15. Dünyanın çoğu ülkesinde, elektrik şebekelerinin nominal voltajı 220 - 240 volttur. Amerika Birleşik Devletleri ve diğer bazı ülkelerde tüketicilere 120 volt verilir. Japonya'da şebeke voltajı 100 volttur. Bir voltajdan diğerine geçiş çok pahalıdır. II.Dünya Savaşı'ndan önce, SSCB'de 127 voltluk bir voltaj vardı, ardından 220 volta kademeli bir geçiş başladı - bununla birlikte ağlardaki kayıplar 4 kat azaldı. Bununla birlikte, bazı tüketiciler 1980'lerin sonlarında yeni voltaja geçti.
16. Japonya, elektrik şebekesindeki akımın frekansını belirleme konusunda kendi yoluna gitti. Ülkenin farklı bölgeleri için bir yıl farkla, yabancı tedarikçilerden 50 ve 60 hertz frekansları için ekipman satın alındı. Bu, 19. yüzyılın sonundaydı ve ülkede hala iki frekans standardı var. Ancak Japonya'ya bakıldığında, frekanslardaki bu farklılığın ülkenin kalkınmasını bir şekilde etkilediğini söylemek zor.
17. Farklı ülkelerdeki voltajların değişkenliği, dünyada en az 13 farklı tipte fiş ve prizin bulunmasına yol açmıştır. Sonunda, tüm bu kakofoni, adaptör satın alan, evlere farklı ağlar getiren ve en önemlisi kablo ve transformatörlerde kayıpları ödeyen tüketici tarafından ödenir. İnternette, Amerika Birleşik Devletleri'ne taşınan Ruslardan, apartman dairelerinde çamaşır makinesi bulunmadığına dair birçok şikayet bulabilirsiniz - en fazla, bodrumda bir yerde paylaşılan bir çamaşırhanede. Tam olarak, çünkü çamaşır makinelerinin apartmanlara kurulması pahalı olan ayrı bir hatta ihtiyaç duyması.

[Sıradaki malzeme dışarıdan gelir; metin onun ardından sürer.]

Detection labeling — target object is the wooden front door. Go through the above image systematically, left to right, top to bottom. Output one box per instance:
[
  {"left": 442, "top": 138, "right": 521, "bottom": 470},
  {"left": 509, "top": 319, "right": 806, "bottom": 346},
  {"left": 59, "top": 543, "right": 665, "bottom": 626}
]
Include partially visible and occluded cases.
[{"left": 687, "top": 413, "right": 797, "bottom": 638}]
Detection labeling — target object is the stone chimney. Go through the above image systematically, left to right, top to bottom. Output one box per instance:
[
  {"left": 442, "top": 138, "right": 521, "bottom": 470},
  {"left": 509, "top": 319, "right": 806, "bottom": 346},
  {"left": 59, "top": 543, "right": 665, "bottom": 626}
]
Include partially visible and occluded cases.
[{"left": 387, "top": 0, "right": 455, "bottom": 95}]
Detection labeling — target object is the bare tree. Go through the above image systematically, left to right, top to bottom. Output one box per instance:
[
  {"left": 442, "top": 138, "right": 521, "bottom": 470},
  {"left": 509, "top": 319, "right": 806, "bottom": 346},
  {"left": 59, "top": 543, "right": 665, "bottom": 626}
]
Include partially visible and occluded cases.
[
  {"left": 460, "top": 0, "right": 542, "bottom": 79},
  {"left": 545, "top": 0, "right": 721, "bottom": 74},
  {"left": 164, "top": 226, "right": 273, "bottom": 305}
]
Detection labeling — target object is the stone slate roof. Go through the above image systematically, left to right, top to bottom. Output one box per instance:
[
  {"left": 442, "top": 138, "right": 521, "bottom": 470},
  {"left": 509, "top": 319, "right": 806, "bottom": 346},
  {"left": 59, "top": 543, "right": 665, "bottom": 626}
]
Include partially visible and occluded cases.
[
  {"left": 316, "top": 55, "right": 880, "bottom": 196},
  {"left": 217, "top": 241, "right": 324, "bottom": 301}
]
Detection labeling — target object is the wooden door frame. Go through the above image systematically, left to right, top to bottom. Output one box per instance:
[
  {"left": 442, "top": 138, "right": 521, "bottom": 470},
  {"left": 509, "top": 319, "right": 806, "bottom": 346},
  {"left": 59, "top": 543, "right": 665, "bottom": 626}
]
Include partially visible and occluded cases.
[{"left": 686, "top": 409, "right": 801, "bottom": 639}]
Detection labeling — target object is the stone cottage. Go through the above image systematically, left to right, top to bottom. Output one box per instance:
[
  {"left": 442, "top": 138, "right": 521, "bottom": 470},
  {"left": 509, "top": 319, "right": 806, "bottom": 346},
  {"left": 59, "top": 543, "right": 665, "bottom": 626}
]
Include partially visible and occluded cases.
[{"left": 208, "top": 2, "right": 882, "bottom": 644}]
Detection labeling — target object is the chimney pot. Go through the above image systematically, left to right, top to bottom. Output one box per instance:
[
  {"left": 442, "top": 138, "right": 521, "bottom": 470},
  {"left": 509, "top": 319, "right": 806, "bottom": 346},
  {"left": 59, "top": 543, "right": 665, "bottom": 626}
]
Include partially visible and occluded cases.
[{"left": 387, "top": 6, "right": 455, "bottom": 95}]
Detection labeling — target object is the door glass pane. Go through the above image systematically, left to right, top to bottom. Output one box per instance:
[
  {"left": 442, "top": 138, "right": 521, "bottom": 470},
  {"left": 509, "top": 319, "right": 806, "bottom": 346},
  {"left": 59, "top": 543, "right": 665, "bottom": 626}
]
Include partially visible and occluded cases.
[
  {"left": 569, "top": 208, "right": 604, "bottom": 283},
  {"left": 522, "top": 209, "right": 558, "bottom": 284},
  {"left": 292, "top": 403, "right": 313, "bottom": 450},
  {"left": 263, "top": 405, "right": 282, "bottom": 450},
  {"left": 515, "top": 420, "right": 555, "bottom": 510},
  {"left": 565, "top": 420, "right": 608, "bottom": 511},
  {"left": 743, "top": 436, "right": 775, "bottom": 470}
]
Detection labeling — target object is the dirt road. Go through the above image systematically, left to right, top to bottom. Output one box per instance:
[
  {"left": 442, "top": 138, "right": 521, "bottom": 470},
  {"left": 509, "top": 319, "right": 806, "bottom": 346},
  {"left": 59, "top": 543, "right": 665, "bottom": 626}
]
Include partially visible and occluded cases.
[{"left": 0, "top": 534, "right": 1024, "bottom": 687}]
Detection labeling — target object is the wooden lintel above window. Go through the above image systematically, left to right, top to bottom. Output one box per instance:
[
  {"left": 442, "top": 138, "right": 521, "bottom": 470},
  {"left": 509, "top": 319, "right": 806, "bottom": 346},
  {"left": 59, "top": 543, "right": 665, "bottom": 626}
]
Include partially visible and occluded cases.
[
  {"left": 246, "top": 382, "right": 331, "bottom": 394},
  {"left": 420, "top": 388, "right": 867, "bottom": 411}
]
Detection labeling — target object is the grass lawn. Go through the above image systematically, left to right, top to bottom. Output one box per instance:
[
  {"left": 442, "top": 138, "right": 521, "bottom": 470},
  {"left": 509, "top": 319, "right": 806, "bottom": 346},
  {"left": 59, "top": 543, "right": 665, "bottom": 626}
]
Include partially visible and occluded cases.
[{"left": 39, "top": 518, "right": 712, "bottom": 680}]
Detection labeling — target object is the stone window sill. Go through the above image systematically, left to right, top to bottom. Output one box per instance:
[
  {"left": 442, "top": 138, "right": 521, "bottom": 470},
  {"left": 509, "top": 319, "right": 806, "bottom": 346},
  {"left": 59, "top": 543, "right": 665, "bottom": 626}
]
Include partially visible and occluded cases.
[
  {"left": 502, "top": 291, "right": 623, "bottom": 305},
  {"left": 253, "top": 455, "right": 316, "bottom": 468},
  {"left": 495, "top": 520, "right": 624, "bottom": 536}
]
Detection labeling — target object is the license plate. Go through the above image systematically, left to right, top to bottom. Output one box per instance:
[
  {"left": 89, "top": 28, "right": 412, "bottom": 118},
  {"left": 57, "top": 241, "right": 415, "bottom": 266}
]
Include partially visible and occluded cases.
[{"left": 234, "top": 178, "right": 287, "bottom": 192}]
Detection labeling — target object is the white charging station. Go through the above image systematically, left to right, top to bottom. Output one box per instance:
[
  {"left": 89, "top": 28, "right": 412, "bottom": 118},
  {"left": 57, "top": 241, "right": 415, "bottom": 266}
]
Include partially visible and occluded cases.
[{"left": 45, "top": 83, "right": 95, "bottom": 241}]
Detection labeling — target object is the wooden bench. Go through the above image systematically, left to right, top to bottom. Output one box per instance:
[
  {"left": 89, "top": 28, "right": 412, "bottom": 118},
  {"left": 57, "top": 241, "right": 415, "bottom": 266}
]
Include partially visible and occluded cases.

Bunlar her türden satış yeri değil
18. Görünüşe göre Bose'da sonsuza kadar yok olan sürekli hareket makinesi fikri, pompalı depolama santralleri (PSPP) fikrinde hayat buldu. Başlangıçta sesli olan mesaj - elektrik tüketimindeki günlük dalgalanmaları yumuşatmak için - saçma noktaya getirildi. PSP'ler tasarlamaya ve günlük dalgalanmaların olmadığı veya minimum olduğu yerlerde bile inşa etmeye çalıştılar. Buna göre, kurnaz yoldaşlar, politikacıları büyüleyici fikirlerle boğmaya başladı. Örneğin Almanya'da denizde su altı pompalı bir depolama santrali kurma projesi bir yıldır düşünülüyor. Yaratıcılar tarafından tasarlandığı gibi, büyük bir içi boş beton topu suyun altına batırmanız gerekir. Yerçekimi ile su ile dolacaktır. Ek elektriğe ihtiyaç duyulduğunda, bilyeden gelen su türbinlere sağlanacaktır. Nasıl hizmet edilir? Tabii ki elektrikli pompalar.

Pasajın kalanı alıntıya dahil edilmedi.